How do I sign my MPN and Entrance counseling electronically?

You will need your FSA ID (more information here) which was used to electronically sign your FAFSA application. You will only be required to complete this requirement one time for Federal Direct Loans. You may request a copy of this number on the Federal Student Aid website.

What is the grace period for Direct Loans?

The grace period is 6 total months and begins once you graduate or drop to a less than halftime enrollment status.
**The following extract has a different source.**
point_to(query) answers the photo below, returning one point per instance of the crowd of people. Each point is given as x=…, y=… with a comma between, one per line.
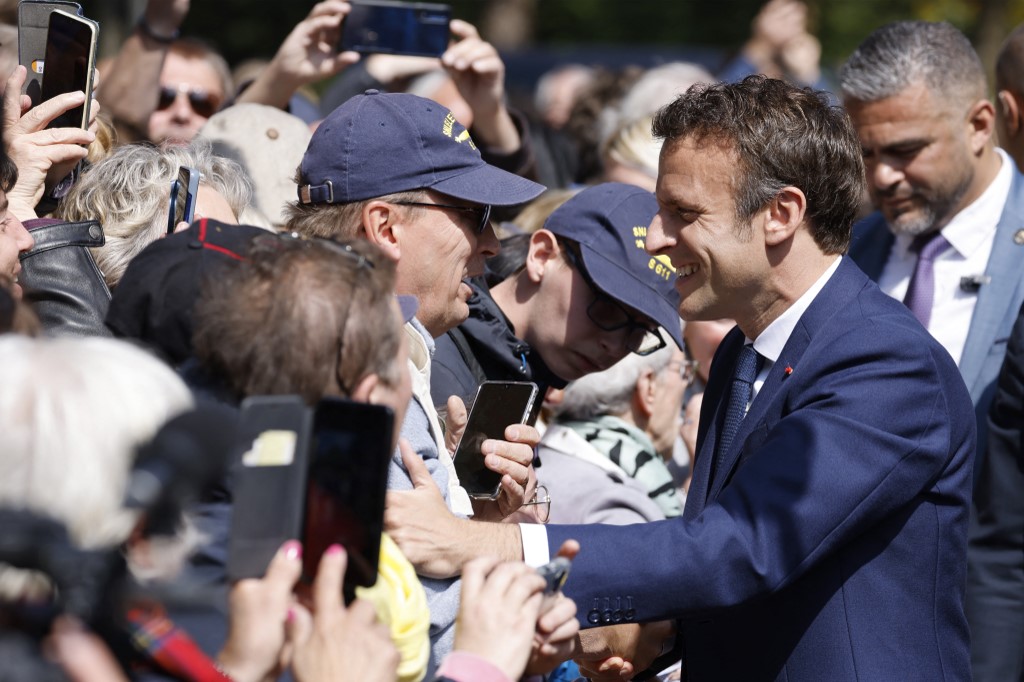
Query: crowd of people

If I need more of my eligible funds or I need to reduce what I thought I needed in loans, how do I do that?

Students wishing to adjust their original requested or awarded amount in loan funds will need to complete and submit a Federal Direct Loan Adjustment form to the Office of Financial Aid.

How do I contact the Department of Education with any questions or concerns?

You can contact the Department of Education by visiting StudentLoans.gov.

Where can I get online information to view my total student loan history?

The National Student Loan Data System (NSLDS) is the U.S. Department of Education's central database for student aid. NSLDS provides a centralized, integrated view of a student’s federal loans and/or grant data provided to NSLDS from schools, guaranty agencies, the Direct Loan program, and other Department of ED programs as a comprehensive resource for students.